History

Confederate States
- Name: Savannah
- Namesake: Savannah, Georgia
- Launched: 1856
- Commissioned: 1861
- Decommissioned: August 18, 1863
- Fate: Foundered in bad weather August 18, 1863

General characteristics
- Displacement: 406 tons
- Propulsion: steam engine
- Armament: 1 32-pounder cannon

= CSS Savannah (gunboat) =

CSS Savannah, later called Old Savannah and Oconee, was a gunboat in the Confederate States Navy during the American Civil War.

Savannah was formerly the steamer Everglade, built in 1856 at New York City. She was purchased early in 1861 by the State of Georgia and converted into a gunboat for coast defense. With Georgia's admission to the Confederacy, Savannah, under Lieutenant John Newland Maffitt, was commissioned by the Confederate States Navy. She was attached to the squadron of Flag Officer Josiah Tattnall III, charged with the naval defense of South Carolina and Georgia.

On November 5–6, 1861, Savannah, flying Tattnall's flag, in company with CSS Resolute, CSS Sampson, and CSS Lady Davis, offered harassing resistance to a much larger Union fleet, under Flag Officer Samuel Francis Du Pont, preparing to attack Confederate strongholds at Port Royal Sound, South Carolina On November 7, Savannah fired on the heavy Union ships as they bombarded Fort Walker and Fort Beauregard. Driven finally by the Federal gunboats into Skull Creek, Georgia, Tattnall disembarked with a landing party in an abortive attempt to support the fort's garrison, and Savannah returned to Savannah, Georgia to repair damages.

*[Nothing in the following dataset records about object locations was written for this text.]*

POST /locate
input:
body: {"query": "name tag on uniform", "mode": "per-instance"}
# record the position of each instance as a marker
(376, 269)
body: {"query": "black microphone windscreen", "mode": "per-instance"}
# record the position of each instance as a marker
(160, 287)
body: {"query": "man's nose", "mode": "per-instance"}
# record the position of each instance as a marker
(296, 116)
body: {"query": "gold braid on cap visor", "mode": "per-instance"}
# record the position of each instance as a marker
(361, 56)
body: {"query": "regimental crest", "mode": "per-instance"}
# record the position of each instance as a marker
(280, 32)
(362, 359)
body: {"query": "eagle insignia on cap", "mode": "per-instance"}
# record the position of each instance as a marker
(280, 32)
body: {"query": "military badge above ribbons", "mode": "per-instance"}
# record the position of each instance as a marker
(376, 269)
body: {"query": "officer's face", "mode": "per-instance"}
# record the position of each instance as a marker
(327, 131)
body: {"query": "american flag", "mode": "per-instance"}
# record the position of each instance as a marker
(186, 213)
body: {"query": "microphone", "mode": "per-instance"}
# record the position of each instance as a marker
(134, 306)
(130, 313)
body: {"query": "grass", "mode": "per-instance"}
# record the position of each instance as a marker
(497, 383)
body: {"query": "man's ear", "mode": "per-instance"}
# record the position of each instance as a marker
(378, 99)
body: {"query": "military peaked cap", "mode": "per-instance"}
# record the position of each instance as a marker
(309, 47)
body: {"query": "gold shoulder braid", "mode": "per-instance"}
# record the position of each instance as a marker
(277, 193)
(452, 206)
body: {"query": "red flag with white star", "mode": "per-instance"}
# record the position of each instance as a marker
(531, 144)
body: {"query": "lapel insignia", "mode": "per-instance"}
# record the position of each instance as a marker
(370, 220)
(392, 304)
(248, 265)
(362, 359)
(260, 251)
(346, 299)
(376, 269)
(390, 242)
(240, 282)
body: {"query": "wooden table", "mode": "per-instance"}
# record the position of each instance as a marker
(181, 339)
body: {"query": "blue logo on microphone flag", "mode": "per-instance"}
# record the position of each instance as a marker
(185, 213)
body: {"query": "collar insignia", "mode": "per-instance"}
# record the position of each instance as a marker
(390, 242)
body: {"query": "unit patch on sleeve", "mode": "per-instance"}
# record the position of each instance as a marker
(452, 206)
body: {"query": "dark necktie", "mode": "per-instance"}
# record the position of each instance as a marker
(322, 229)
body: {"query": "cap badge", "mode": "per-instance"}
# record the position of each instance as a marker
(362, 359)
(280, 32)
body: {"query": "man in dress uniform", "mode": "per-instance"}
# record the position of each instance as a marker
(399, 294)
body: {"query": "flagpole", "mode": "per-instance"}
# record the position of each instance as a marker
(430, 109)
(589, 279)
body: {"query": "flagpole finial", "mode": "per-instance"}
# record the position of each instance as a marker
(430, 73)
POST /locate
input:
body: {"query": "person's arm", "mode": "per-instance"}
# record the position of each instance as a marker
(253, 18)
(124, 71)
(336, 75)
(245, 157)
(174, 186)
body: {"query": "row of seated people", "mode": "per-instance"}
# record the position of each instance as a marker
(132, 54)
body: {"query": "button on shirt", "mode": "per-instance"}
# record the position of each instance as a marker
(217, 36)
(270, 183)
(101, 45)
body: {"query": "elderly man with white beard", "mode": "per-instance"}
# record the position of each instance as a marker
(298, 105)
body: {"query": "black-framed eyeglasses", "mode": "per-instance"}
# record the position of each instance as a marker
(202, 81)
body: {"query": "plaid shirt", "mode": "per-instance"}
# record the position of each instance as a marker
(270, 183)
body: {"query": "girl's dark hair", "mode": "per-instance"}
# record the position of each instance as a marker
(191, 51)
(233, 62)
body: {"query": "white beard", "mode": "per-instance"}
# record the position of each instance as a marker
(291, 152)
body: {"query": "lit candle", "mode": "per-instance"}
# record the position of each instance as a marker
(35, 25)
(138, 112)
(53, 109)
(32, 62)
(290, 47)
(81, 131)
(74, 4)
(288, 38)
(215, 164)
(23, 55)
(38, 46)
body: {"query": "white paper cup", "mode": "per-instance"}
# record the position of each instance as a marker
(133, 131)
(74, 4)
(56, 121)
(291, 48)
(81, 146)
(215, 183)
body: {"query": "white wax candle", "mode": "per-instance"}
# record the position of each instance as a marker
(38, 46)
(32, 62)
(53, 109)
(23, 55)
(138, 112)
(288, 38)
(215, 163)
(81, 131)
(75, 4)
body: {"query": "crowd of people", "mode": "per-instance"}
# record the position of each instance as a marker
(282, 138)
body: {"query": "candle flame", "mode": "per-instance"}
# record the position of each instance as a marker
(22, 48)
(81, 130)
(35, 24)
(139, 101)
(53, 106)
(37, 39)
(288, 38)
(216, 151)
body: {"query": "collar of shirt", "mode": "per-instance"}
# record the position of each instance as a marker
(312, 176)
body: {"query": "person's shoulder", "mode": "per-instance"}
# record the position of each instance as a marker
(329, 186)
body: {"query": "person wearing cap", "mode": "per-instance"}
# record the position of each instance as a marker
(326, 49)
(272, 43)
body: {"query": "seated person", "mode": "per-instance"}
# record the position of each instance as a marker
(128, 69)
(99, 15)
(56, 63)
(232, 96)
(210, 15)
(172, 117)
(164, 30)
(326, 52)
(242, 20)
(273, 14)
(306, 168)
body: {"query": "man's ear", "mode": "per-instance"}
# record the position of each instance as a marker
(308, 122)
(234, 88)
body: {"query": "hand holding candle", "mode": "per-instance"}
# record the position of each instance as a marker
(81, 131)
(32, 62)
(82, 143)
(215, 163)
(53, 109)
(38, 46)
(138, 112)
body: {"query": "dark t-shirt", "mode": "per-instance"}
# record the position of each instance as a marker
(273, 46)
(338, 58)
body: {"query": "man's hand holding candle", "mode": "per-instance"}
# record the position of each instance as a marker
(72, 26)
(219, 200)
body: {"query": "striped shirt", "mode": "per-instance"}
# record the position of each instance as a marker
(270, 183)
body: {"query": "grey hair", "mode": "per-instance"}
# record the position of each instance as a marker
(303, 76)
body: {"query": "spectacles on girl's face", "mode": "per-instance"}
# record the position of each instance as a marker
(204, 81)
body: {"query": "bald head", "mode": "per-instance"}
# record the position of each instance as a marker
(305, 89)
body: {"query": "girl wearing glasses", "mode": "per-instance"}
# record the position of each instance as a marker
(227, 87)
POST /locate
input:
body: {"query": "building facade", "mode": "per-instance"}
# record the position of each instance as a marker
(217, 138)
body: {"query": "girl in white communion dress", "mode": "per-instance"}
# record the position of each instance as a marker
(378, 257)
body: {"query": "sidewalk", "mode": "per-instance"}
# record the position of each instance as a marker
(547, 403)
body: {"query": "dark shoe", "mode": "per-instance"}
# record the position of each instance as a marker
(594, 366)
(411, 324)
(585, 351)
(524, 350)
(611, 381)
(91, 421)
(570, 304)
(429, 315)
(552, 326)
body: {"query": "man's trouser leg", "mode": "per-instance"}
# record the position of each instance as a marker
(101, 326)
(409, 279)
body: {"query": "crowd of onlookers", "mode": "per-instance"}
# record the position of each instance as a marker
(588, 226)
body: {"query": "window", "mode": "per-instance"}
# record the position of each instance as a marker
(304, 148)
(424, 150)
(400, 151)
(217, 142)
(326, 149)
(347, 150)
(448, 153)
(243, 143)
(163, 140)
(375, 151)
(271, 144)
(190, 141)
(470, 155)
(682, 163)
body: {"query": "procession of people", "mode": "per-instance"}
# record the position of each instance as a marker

On November 26, 1861, Savannah, in company with Resolute and Sampson, all under Flag Officer Tattnall, weighed anchor from under the guns of Fort Pulaski, Georgia, and attacked Union vessels at the mouth of the Savannah River. On January 28, 1862, the same three vessels delivered supplies to the fort while evading Federal ships. Savannah later assisted in the unsuccessful defense of Fort Pulaski on April 10–11, 1862, and for the remainder of the year served as a receiving ship at the city of Savannah.

Her name was changed to Oconee on April 28, 1863, and in June she was loaded with cotton and dispatched to England to pay for much-needed supplies. After some delay she escaped to sea, only to founder on August 18 during bad weather. A boat with four officers and eleven men was captured two days later; the remainder of her crew escaped.